Other indications for use:


  • Tuberculous meningitis with subarachnoid block or with threatened block (in combination with appropriate anti-TB chemotherapy);
  • Trichinellosis with involvement of the nervous system or myocardium;
  • organ transplantation.

Dosing regimen

Depending on the nature of the disease, the starting dose of the drug may be from 4 mg to 48 mg per day. In less severe diseases the drug is usually used in lower doses, although some patients may require higher doses. Medrol in high doses may be needed for diseases and conditions such as multiple sclerosis 200 mg/day, brain edema 200-1000 mg/day, and organ transplants up to 7 mg/kg/day. If a satisfactory clinical effect is not obtained after a sufficient period of time, the drug should be withdrawn and another type of therapy should be prescribed to the patient.


In children, the dose is determined by the physician taking into account the body weight or body surface area. In adrenal insufficiency, an oral dose of 0.18 mg/kg or 3.33 mg/m2 per day in 3 doses; for other indications, 0.42-1.67 mg/kg or 12.5-50 mg/m2 per day in 3 doses. It should be emphasized that the required dose may vary and the selection of the dose should be performed individually, depending on the nature of the disease and the patient's response to therapy. Withdrawal of the drug after prolonged therapy is recommended to be carried out gradually. If the treatment has a good effect, an individual maintenance dose should be selected by gradually reducing the initial dose at certain intervals until the lowest dose is found to maintain the achieved clinical effect. Keep in mind that continuous monitoring of the drug dosing regimen is necessary.

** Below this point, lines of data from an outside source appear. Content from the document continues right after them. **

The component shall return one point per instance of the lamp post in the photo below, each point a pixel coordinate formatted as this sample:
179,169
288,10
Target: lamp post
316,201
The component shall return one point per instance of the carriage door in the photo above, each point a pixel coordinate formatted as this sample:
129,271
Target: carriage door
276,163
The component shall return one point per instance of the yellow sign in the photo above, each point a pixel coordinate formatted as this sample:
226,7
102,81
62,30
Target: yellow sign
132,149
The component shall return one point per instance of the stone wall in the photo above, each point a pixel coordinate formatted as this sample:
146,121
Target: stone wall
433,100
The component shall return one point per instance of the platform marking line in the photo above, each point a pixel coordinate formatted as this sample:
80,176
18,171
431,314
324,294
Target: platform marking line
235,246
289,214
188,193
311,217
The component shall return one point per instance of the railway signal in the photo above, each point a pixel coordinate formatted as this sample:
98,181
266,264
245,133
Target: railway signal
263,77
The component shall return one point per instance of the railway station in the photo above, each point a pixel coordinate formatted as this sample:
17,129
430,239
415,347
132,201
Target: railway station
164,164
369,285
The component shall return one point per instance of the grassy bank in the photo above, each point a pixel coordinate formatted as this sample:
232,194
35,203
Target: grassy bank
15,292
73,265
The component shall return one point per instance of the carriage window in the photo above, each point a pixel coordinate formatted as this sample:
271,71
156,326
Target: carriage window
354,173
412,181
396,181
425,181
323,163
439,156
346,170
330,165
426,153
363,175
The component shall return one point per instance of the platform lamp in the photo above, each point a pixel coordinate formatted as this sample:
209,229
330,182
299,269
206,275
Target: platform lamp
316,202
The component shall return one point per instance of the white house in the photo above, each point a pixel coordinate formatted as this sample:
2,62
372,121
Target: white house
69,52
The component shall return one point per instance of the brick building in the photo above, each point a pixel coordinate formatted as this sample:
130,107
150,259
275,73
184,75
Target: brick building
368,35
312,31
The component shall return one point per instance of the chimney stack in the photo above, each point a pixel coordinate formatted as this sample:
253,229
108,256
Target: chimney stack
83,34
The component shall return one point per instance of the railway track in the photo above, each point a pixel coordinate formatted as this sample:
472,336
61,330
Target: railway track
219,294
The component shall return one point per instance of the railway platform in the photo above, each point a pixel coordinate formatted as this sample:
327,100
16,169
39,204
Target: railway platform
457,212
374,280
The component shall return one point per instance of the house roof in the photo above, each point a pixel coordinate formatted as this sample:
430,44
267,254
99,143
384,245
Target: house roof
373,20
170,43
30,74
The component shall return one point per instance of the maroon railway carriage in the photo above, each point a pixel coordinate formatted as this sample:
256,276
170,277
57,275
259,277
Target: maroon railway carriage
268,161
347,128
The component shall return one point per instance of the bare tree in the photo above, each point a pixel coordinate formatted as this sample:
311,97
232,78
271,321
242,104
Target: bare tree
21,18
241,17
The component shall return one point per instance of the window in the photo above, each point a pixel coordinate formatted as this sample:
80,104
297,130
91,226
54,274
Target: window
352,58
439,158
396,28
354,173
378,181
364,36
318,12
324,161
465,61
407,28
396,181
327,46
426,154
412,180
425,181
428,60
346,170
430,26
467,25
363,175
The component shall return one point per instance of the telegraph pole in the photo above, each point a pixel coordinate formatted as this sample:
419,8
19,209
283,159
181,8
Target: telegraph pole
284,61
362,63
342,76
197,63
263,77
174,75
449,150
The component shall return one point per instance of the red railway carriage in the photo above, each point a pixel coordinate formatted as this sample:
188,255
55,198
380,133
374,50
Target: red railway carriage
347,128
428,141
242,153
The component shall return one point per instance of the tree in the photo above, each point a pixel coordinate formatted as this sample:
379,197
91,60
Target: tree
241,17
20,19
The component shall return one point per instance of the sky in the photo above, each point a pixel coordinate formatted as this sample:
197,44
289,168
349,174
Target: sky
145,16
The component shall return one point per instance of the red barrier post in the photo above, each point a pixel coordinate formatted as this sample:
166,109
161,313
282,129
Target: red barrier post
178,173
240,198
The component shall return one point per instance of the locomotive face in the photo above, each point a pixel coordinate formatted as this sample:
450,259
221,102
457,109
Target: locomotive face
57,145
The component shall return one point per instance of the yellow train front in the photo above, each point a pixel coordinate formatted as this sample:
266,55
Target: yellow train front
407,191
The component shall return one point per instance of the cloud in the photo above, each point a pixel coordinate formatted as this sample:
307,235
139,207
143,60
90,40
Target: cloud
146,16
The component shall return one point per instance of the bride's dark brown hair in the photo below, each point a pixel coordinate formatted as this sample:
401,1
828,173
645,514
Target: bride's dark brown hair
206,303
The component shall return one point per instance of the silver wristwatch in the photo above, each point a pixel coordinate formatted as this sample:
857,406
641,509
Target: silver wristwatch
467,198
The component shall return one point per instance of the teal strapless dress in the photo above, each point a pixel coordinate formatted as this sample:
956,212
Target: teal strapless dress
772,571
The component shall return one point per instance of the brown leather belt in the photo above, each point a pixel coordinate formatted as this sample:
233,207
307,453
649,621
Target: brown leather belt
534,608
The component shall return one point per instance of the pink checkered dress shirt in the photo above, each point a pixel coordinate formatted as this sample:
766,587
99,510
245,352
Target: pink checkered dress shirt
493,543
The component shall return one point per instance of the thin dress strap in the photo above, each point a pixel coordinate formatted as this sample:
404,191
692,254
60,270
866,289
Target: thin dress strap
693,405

There may be situations in which a dose adjustment may be required, such as changes in clinical condition due to the onset of remission or exacerbation of the disease, the patient's individual response to the drug, as well as the effect on the patient of stressful situations not directly related to the underlying disease for which the therapy is aimed; in the latter case, it may be necessary to increase the drug dose for a certain period of time, depending on the patient's condition.


Altering therapy


Altering therapy is a dosing regimen in which twice the daily dose of GCS is administered every other day in the morning. The goal of this therapy is to maximize the clinical benefit of the long-term patient while minimizing some undesirable effects such as pituitary adrenal suppression, Cushing's syndrome, withdrawal syndrome, and growth retardation in children.